Automated testing in Java

The 1 minute guide to JUnit

1 minute. We will get you using JUnit and automated testing in 1 minute.

This is not a JUnit manual. It is not a tutorial. This post is simply a starting point. We assume that you are using Eclipse as an IDE.

What is JUnit?

  • Automated testing that's 100% Java.
  • No cost, part of Java technology
  • It calls tests that you write yourself in Java. JUnit is a way of running tests that you have written.
  • It saves huge amounts of time and effort keeping your software tested with each change that you make.
  • Get the best benefit using JUnit in an IDE such as Eclipse.

JUnit structure 

Your JUnit should match your application. For each class in your application, you create a corresponding JUnit class. For each method in your applicaiton class, created one or more test methods in your JUnit class:

In the Application, for each: Create in JUnit:
Class Associated test class
Class method One or more test methods

For example, your application has a class HexEncode.java that contains a method:
public static String encodeString(String inp)
You would create a JUnit class as follows:

In the Application: Create in JUnit:
HexEncode.java HexEncodeTest.java
Method: encodeString public void testEncodeString()

Note
  • JUnit methods are of type public void with no parameters.
  • Put the word "Test" at the end of your JUnit class name.
  • put the word "test" in front of each method. If you don't JUnit will not run that method.
 You can create the methods setUp and tearDown. These JUnit calls before processing (setUp) and after processing (tearDown) the test methods in your JUnit class. For example, these are where you may want to connect to a database and close the database connection.

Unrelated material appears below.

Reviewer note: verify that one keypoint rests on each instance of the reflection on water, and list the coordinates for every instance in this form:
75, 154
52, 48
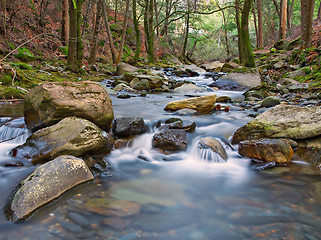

You can create other methods in your JUnit and use them internally. If they don't start with test they won't be called.

JUnit class definitions

A JUnit class imports junit.framework.TestCase and the class extends TestCase:
import junit.framework.TestCase;

public class MyAppClassTest extends TestCase {

Specifying success and failure

JUnit provides assert* methods, the most widely used being assertEquals. This is how the tests are implemented. You do whatever setup you need in your JUnit method first, then you assertEquals the expected result with the variable (or method return) that contains the real world result.

For example, to test encodeString above, we create the method testEncodeString in our HexEncodeTest class:

import junit.framework.TestCase;
public class HexEncodeTest extends TestCase {
    public void testhexEncodeTest() {        String enc=  ":42:72:61:64:20:A3:31:32:33:30";        String orig= "Brad £1230"; 
        assertEquals(enc, HexEncode.encodeString(orig));
               
    }

}
This then calls our application class's encodeString method and tests against the expected result (held in variable enc). If the two match, the test passes. If they are different, the test fails.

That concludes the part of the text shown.